Mas membros do governo não concordam com compra pelo BB de bancos públicos em programa de desestatização, como Besc
SHEILA DAMORIM
DA SUCURSAL DE BRASÍLIA

A movimentação do banco Santander para comprar o ABN agitou a área financeira e acendeu a luz amarela no Banco do Brasil. Controlado pela União, o BB, agora, tenta acelerar as negociações para adquirir bancos estaduais e não ficar para trás na onda de fusões e aquisições do mercado que, além de concentrá-lo, pode alterar posições no ranking do setor.
Segundo a Folha apurou, apesar de serem instituições pequenas ante as que estão sendo negociadas na esfera privada, os bancos estaduais são estratégicos para o BB conquistar uma clientela fiel e com renda mais elevada: os servidores públicos. Com isso, quer avançar num segmento em que a concorrência é muito acirrada, e a possibilidade de ganhar novos clientes, mais escassa.
De olho na administração da folha de pagamento de Distrito Federal, Santa Catarina e Piauí, o BB quer driblar questões jurídicas e comprar BRB, Besc e BEP. Além disso, a cúpula do BB considera que essas operações quebrarão um tabu de que, por ser um banco público, o Banco do Brasil não pode adquirir outros bancos, como fazem seus concorrentes.
Mas gera controvérsia no governo a possibilidade de o BB comprar o Besc e o BEP, bancos estaduais que foram incluídos no PND (Programa Nacional de Desestatização).
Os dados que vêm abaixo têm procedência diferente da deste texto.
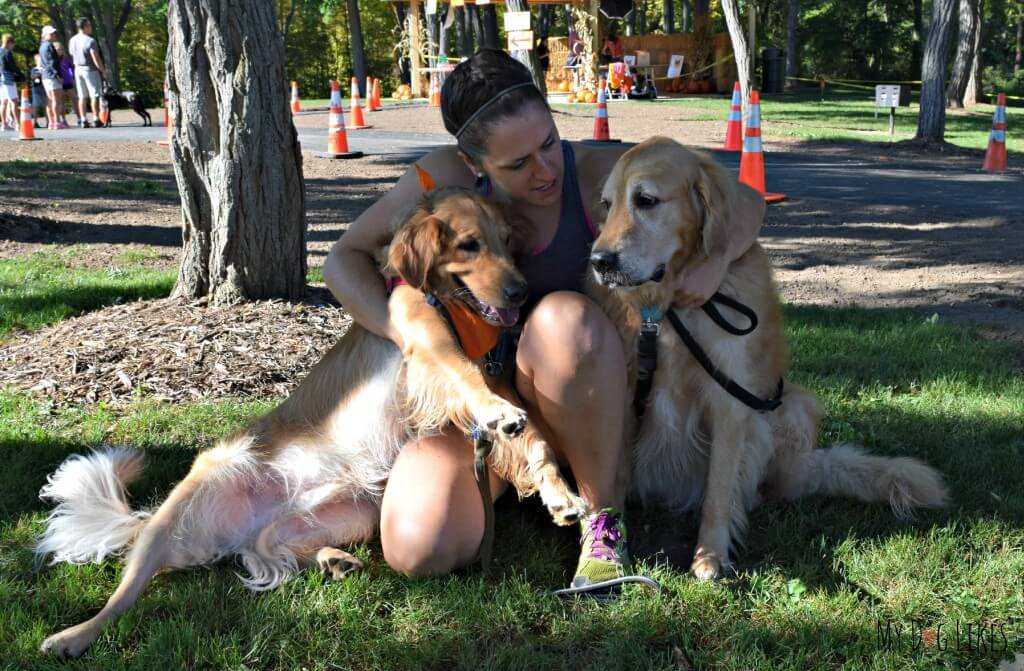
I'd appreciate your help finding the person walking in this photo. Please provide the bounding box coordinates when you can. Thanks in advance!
[68,16,106,128]
[39,26,68,130]
[0,33,25,130]
[53,42,76,127]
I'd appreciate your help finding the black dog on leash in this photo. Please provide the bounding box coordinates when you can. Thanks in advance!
[103,82,153,127]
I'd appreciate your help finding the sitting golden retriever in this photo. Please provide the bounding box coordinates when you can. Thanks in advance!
[590,137,946,579]
[38,188,587,657]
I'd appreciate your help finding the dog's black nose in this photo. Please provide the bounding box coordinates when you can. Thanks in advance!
[504,282,529,305]
[590,251,618,272]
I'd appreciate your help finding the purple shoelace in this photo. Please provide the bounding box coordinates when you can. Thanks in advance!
[580,510,623,561]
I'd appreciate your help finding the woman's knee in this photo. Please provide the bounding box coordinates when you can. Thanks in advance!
[520,291,625,365]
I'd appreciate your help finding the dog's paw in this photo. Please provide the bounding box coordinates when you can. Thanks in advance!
[546,493,590,527]
[39,623,96,660]
[690,550,732,580]
[316,547,362,580]
[474,396,526,437]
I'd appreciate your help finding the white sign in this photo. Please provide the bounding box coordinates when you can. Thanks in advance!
[505,10,529,33]
[508,31,534,51]
[665,53,683,79]
[874,84,899,108]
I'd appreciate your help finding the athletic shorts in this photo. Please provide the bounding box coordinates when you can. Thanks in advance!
[75,68,102,98]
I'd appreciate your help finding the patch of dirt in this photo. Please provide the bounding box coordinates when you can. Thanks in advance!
[0,291,350,406]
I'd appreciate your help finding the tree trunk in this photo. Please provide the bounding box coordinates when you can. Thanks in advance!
[964,0,985,107]
[918,0,956,142]
[722,0,751,122]
[946,0,981,109]
[479,4,502,49]
[910,0,925,80]
[85,0,132,88]
[505,0,548,95]
[167,0,306,303]
[785,0,800,89]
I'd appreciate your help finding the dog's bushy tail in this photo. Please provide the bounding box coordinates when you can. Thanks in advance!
[36,448,151,563]
[807,444,947,518]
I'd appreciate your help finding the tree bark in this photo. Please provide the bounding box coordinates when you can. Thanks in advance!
[785,0,800,89]
[505,0,548,95]
[345,0,367,96]
[167,0,306,303]
[722,0,751,122]
[946,0,981,109]
[918,0,956,142]
[85,0,132,88]
[964,0,985,107]
[910,0,925,80]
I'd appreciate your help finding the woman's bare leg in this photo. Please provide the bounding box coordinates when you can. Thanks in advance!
[516,292,629,510]
[381,430,506,576]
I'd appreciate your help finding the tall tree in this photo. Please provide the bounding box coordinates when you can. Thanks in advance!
[167,0,306,303]
[505,0,548,95]
[946,0,981,109]
[785,0,800,88]
[720,0,751,124]
[918,0,956,142]
[346,0,367,95]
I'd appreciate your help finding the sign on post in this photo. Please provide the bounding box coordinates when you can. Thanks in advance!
[505,11,529,33]
[508,31,534,51]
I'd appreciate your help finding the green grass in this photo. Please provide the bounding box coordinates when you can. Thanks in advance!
[0,295,1024,670]
[569,88,1024,152]
[0,245,176,342]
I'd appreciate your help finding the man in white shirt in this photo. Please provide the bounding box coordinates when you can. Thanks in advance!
[68,16,106,128]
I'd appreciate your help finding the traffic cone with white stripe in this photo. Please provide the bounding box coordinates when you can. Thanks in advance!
[430,73,441,108]
[351,77,373,130]
[314,79,362,159]
[981,93,1007,172]
[739,89,785,203]
[17,88,42,140]
[591,79,617,142]
[722,82,743,152]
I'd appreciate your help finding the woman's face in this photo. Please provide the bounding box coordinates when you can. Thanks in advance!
[480,104,565,207]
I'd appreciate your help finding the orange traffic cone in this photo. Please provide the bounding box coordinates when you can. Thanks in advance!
[430,73,441,108]
[981,93,1007,172]
[739,89,785,203]
[292,82,302,114]
[17,88,42,140]
[592,79,611,142]
[314,79,362,159]
[99,97,111,128]
[351,77,373,130]
[722,82,743,152]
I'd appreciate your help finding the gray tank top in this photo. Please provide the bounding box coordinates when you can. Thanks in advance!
[509,140,595,313]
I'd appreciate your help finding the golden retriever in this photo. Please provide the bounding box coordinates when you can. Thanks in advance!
[589,137,946,579]
[37,188,587,657]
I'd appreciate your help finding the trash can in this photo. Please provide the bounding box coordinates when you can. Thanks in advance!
[761,48,785,93]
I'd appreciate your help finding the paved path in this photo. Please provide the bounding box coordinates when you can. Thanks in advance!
[14,119,1024,219]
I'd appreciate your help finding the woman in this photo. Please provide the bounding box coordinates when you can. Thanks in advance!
[324,50,760,588]
[0,33,25,130]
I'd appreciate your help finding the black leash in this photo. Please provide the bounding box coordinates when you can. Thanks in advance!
[633,292,783,419]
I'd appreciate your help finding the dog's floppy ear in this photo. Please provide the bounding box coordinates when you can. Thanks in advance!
[388,212,446,289]
[695,156,765,256]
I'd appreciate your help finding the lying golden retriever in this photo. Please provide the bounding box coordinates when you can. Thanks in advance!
[589,137,946,579]
[38,188,587,657]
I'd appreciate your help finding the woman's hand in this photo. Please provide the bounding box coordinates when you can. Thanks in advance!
[672,256,729,307]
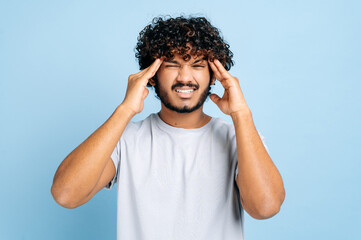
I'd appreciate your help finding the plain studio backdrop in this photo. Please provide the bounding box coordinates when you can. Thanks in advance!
[0,0,361,240]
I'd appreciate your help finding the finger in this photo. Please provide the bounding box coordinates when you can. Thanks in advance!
[209,93,221,106]
[214,59,232,78]
[134,57,164,76]
[144,58,164,79]
[208,60,223,81]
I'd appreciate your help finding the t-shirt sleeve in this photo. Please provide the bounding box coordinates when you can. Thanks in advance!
[105,139,121,190]
[234,130,269,181]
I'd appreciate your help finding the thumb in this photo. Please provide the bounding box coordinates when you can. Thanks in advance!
[209,93,221,106]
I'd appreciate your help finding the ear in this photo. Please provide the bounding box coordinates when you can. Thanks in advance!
[211,74,216,85]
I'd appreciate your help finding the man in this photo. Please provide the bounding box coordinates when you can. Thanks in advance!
[51,17,285,240]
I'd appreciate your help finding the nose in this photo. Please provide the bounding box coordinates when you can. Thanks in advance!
[177,65,193,83]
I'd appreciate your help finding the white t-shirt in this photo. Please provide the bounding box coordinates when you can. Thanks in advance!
[105,113,268,240]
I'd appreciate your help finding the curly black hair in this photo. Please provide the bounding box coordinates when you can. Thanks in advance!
[135,16,234,86]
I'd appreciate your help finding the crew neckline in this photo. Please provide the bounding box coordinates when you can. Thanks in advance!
[152,113,215,133]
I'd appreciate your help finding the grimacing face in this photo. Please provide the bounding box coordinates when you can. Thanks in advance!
[150,54,214,113]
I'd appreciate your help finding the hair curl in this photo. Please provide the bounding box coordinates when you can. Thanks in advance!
[135,16,234,86]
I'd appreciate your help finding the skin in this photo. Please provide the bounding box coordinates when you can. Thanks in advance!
[51,50,285,219]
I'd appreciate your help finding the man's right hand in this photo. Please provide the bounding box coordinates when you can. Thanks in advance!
[122,58,164,115]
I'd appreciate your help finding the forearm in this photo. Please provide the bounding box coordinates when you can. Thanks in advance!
[231,111,285,219]
[51,105,133,205]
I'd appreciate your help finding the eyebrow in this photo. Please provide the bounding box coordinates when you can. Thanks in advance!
[164,57,207,64]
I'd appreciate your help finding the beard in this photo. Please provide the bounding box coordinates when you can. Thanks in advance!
[154,80,211,113]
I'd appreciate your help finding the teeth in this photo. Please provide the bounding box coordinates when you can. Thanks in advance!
[176,89,194,93]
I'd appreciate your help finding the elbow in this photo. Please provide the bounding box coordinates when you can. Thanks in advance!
[251,191,285,220]
[251,202,281,220]
[50,185,79,209]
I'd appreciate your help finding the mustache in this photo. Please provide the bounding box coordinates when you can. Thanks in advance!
[172,83,199,90]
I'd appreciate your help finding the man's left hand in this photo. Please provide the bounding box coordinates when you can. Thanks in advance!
[208,59,250,116]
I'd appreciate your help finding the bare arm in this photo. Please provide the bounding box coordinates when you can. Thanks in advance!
[51,59,163,208]
[51,105,132,208]
[232,112,285,219]
[209,59,285,219]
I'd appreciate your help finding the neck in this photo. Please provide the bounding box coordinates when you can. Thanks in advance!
[159,104,211,129]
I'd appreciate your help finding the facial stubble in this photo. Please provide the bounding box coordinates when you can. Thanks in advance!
[154,79,211,113]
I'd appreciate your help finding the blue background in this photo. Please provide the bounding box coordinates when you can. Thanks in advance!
[0,0,361,240]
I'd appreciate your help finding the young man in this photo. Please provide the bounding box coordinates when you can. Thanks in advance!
[51,17,285,240]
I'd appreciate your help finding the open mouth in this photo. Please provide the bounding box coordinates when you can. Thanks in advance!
[175,89,194,93]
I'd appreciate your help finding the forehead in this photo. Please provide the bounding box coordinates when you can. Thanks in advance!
[164,54,207,63]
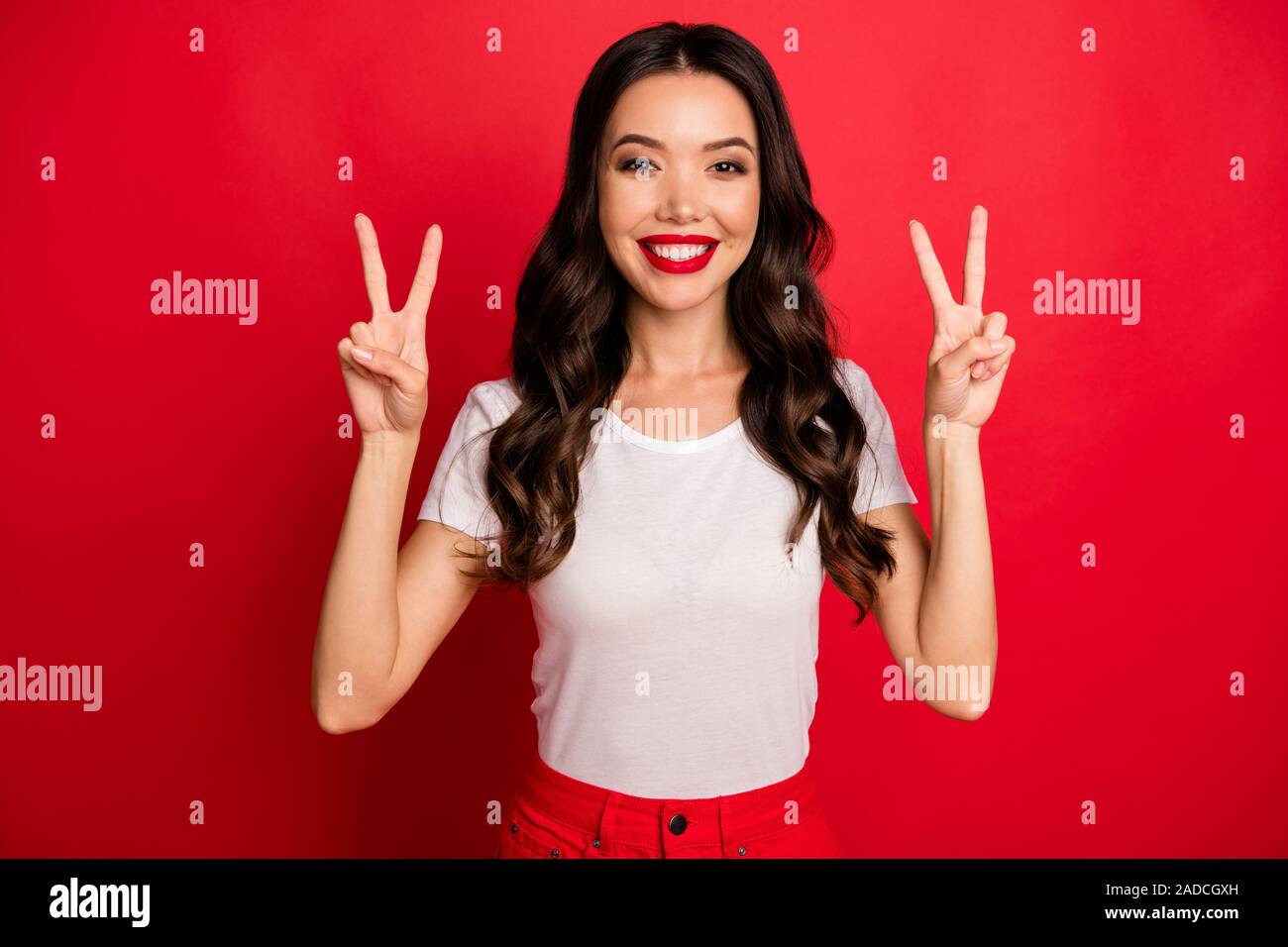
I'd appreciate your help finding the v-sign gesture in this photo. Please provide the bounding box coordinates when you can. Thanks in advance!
[909,207,1015,428]
[336,214,443,437]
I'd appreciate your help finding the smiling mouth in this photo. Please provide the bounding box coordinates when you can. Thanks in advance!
[640,240,715,263]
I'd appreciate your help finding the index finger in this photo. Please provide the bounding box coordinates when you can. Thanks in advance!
[909,220,953,313]
[407,224,443,318]
[962,205,988,309]
[353,214,389,314]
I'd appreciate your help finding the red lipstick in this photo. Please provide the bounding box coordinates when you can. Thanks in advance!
[635,233,720,273]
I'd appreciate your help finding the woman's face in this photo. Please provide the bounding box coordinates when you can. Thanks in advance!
[599,74,760,309]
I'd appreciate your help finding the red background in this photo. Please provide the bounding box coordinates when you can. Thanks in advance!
[0,1,1288,857]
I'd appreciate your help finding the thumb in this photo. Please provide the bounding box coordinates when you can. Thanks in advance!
[353,346,426,398]
[937,335,1006,380]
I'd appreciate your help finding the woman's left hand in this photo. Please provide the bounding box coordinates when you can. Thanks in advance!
[910,206,1015,428]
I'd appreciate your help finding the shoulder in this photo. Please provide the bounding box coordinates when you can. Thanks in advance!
[461,377,519,429]
[836,359,873,411]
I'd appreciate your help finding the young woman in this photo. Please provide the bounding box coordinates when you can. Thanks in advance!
[313,23,1015,858]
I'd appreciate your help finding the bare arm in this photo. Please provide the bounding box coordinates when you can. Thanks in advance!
[313,441,480,733]
[312,214,480,733]
[868,207,1015,720]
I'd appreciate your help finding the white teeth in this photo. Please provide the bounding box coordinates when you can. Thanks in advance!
[644,244,715,262]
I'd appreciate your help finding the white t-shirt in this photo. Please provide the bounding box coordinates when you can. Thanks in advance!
[419,359,917,798]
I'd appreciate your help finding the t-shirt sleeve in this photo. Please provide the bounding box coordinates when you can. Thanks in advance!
[416,381,509,540]
[837,359,917,513]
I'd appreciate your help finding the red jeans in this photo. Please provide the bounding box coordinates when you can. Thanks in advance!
[493,754,841,858]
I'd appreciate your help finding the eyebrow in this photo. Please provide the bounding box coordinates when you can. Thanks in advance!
[609,132,756,155]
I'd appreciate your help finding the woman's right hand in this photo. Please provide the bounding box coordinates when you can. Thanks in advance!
[336,214,443,438]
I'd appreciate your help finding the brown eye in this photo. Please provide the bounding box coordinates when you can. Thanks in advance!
[618,158,657,172]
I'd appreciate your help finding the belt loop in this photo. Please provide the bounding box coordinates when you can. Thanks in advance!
[597,792,617,854]
[716,796,731,858]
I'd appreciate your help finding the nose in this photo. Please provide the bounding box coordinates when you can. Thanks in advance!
[658,167,705,220]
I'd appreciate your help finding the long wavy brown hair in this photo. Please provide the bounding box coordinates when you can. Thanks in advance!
[458,21,896,624]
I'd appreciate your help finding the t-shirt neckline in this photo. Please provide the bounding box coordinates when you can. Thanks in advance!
[604,408,742,454]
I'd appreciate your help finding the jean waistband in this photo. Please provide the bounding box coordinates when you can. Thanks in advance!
[520,754,820,853]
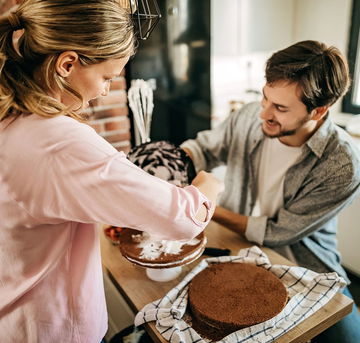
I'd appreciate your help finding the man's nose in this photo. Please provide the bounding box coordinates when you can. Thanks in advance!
[101,84,110,96]
[260,105,274,120]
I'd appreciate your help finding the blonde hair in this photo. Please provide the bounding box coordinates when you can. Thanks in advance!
[0,0,135,121]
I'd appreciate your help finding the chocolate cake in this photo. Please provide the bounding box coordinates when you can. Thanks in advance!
[127,141,196,187]
[120,229,206,268]
[189,263,288,341]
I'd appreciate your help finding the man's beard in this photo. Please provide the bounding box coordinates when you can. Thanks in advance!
[261,118,309,138]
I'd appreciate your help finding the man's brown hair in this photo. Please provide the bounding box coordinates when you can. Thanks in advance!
[265,40,350,113]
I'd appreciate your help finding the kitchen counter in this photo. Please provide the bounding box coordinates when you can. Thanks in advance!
[101,222,353,343]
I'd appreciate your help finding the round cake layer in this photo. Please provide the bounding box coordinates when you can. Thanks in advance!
[120,229,206,268]
[127,141,196,187]
[189,263,288,340]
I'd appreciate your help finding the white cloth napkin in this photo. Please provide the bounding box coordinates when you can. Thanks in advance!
[135,246,346,343]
A avaliação é que isso não seria uma “desestatização”. Fala-se em fazer uma incorporação por parte do BB, mas também há um problema porque a legislação do Proes (o programa de socorro aos bancos estaduais) diz que a União poderia “adquirir o controle da instituição financeira exclusivamente para privatizá-la ou extingui-la”.
Por isso, executivos do BB acreditam que a negociação com o BRB possa avançar mais rapidamente. Depois de denúncias de corrupção envolvendo o banco, o governador José Roberto Arruda (DEM-DF) já fala em vendê-la.
Em jogo está a liderança do mercado bancário. Nos últimos anos, o BB manteve uma posição confortável no topo do ranking, mas os seus concorrentes vêm se aproximando rapidamente. A guerra por posições faz com que os bancos contestem até mesmo as estatísticas do Banco Central.
Isso porque, dependendo de como são contabilizados os ativos, um banco pode perder posição para a concorrência. É o que acontece com o Bradesco, por exemplo. Há anos ostentando o título de maior banco privado do país, a instituição está em segundo lugar entre os bancos privados e em quarto no geral, segundo o ranking das 50 maiores instituições elaborado pelo BC, atrás de BB, Itaú e Caixa Econômica Federal.
Essa classificação, porém, é questionada por executivos da área financeira porque não inclui todas as operações dos bancos como previdência, capitalização e seguros. Quando consideradas, o Bradesco volta para a liderança do setor privado e para o segundo lugar na classificação geral do BC.
Além do Besc e do BEP, que esperam para serem privatizados, e do BRB, outras seis instituições públicas se tornam alvo da disputa por posições no ranking do sistema financeiro: Banrisul (RS), Nossa Caixa (SP), Banpará (PA), Banestes (ES), Bandes (ES) e Banese (SE).
O Banrisul se tornou uma fonte de financiamento do governo do Rio Grande do Sul nos últimos quatro anos, garantindo o pagamento do 13º salário aos servidores. Com as finanças estaduais em crise -a projeção é um déficit orçamentário de R$ 1,3 bilhão em 2007 -, o governo abriu o capital do Banrisul, em julho, mas o secretário estadual da Fazenda, Aod Cunha de Moraes Júnior, disse que não está nos planos do governo privatizá-lo.
O governo do Espírito Santo diz que não planeja se desfazer do Banestes. Segundo afirmou o secretário da Fazenda, José Teófilo, “o governo do Espírito Santo pretende abrir o capital [do Banestes], mas sem direito a voto e mantendo o banco como propriedade do governo”, disse a instituição, por meio de sua assessoria.